Greenland’s Recent Ice Melt Could Cover All of West Virginia in Water

Greenland’s Recent Ice Melt Could Cover All of West Virginia in Water

Unusually warm temperatures in Northern Greenland last week triggered a huge ice melt, alarming scientists.

Temperatures in the usually frigid country reached around 15.5 degrees Celsius, which is 10 degrees warmer than average for this month, CNN reported, citing data from the U.S. National Snow and Ice Data Centre. As a result, Greenland lost a whopping 6 billion tons of water per day between July 15 and 17 alone — enough to cover the entire state of West Virginia with a foot of water, according to CNN.

“The northern melt this past week is not normal, looking at 30 to 40 years of climate averages,” Ted Scambos, a scientist with the National Snow and Ice Data Centre at the University of Colorado, told CNN. “But melting has been on the increase, and this event was a spike in melt.” Concerned researchers in Greenland told CNN that they were able to walk around outside in just t-shirts during that temperature spike, which was highly unusual.

Scientists have been worried about Greenland’s glaciers melting for years now, especially because the Arctic is warming up faster than anywhere else on earth due to climate change. Last August, it rained for the first time in recorded history over the Greenland Summit Camp, a research station that’s near the frozen top of the ice sheet. That same summer, enough ice melted in one day to cover the entire state of Florida.

The depletion of ice and snow at the world’s poles means that less sunlight is reflected away from the world. This creates a dangerous feedback loop, one where less ice means more heat is absorbed, which then causes faster melting.

Greenland’s melting glaciers aren’t just a hazard to communities there and to vulnerable species like polar bears that need frozen land to hunt on. The effects of huge melts in that region are felt globally.

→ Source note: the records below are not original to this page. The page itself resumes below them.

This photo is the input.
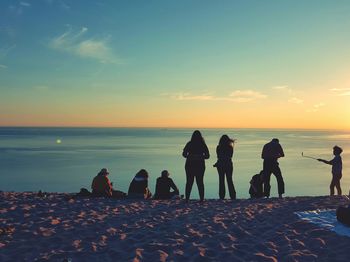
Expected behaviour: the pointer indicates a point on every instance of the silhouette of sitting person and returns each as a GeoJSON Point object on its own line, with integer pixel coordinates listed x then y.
{"type": "Point", "coordinates": [139, 186]}
{"type": "Point", "coordinates": [102, 187]}
{"type": "Point", "coordinates": [164, 185]}
{"type": "Point", "coordinates": [270, 153]}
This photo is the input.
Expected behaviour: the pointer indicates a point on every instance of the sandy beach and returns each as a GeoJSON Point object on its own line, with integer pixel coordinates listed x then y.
{"type": "Point", "coordinates": [53, 228]}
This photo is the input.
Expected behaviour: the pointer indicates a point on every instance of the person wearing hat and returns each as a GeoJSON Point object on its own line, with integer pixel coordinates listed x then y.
{"type": "Point", "coordinates": [101, 186]}
{"type": "Point", "coordinates": [337, 167]}
{"type": "Point", "coordinates": [164, 185]}
{"type": "Point", "coordinates": [270, 153]}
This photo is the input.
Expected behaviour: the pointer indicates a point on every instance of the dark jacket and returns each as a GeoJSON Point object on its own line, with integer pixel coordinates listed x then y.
{"type": "Point", "coordinates": [163, 187]}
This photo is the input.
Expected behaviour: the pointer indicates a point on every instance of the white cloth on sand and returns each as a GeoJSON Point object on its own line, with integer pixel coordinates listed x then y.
{"type": "Point", "coordinates": [325, 218]}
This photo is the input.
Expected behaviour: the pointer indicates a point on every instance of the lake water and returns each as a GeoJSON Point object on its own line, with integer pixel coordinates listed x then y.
{"type": "Point", "coordinates": [66, 159]}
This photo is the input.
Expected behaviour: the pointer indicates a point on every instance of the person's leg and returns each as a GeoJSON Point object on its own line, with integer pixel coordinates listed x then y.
{"type": "Point", "coordinates": [189, 181]}
{"type": "Point", "coordinates": [280, 183]}
{"type": "Point", "coordinates": [229, 179]}
{"type": "Point", "coordinates": [331, 186]}
{"type": "Point", "coordinates": [266, 177]}
{"type": "Point", "coordinates": [199, 181]}
{"type": "Point", "coordinates": [221, 173]}
{"type": "Point", "coordinates": [337, 186]}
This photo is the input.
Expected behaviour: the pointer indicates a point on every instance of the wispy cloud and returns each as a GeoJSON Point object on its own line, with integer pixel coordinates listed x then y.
{"type": "Point", "coordinates": [295, 100]}
{"type": "Point", "coordinates": [5, 50]}
{"type": "Point", "coordinates": [341, 91]}
{"type": "Point", "coordinates": [246, 95]}
{"type": "Point", "coordinates": [283, 87]}
{"type": "Point", "coordinates": [60, 3]}
{"type": "Point", "coordinates": [19, 8]}
{"type": "Point", "coordinates": [41, 87]}
{"type": "Point", "coordinates": [240, 96]}
{"type": "Point", "coordinates": [316, 107]}
{"type": "Point", "coordinates": [25, 4]}
{"type": "Point", "coordinates": [77, 44]}
{"type": "Point", "coordinates": [188, 96]}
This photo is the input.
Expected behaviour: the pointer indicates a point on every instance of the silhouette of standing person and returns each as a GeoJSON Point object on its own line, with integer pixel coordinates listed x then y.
{"type": "Point", "coordinates": [195, 152]}
{"type": "Point", "coordinates": [270, 153]}
{"type": "Point", "coordinates": [224, 165]}
{"type": "Point", "coordinates": [337, 167]}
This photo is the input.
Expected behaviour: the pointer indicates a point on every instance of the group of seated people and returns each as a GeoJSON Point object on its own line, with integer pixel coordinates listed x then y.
{"type": "Point", "coordinates": [138, 188]}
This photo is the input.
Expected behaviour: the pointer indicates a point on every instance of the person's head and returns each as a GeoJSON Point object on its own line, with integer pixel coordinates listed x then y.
{"type": "Point", "coordinates": [226, 140]}
{"type": "Point", "coordinates": [337, 150]}
{"type": "Point", "coordinates": [103, 172]}
{"type": "Point", "coordinates": [197, 137]}
{"type": "Point", "coordinates": [142, 174]}
{"type": "Point", "coordinates": [165, 173]}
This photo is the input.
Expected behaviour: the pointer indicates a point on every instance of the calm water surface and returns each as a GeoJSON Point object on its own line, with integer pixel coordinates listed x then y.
{"type": "Point", "coordinates": [66, 159]}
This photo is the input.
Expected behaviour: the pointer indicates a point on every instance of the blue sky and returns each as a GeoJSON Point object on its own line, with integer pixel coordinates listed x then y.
{"type": "Point", "coordinates": [166, 63]}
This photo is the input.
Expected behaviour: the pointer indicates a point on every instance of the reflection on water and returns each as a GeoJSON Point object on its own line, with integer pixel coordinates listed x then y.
{"type": "Point", "coordinates": [31, 158]}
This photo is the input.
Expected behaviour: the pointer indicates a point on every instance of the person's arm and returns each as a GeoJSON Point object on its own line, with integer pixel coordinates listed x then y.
{"type": "Point", "coordinates": [281, 153]}
{"type": "Point", "coordinates": [263, 152]}
{"type": "Point", "coordinates": [325, 161]}
{"type": "Point", "coordinates": [185, 151]}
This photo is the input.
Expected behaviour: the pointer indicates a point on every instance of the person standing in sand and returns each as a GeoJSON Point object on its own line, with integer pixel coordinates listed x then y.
{"type": "Point", "coordinates": [224, 165]}
{"type": "Point", "coordinates": [195, 152]}
{"type": "Point", "coordinates": [270, 153]}
{"type": "Point", "coordinates": [337, 167]}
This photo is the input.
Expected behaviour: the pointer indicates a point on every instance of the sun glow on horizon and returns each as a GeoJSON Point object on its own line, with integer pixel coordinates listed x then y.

Soaring temperatures during the summer of 2019 caused the island to lose more than 530 billion tons from its ice sheet, which was the largest loss in a year since record-keeping began in 1948. This caused the global sea levels to rise 1.5 millimetres, CNN reported. And since the late 1990s, a combination of Greenland and Antarctic ice loss has raised sea levels by 1.8 centimetres.

Sea levels have increased about 23 cm since the 1880s. That may not sound like a lot, but small increase in sea level can mean more severe and more common coastal flooding that destroys infrastructure and puts people’s lives at risk.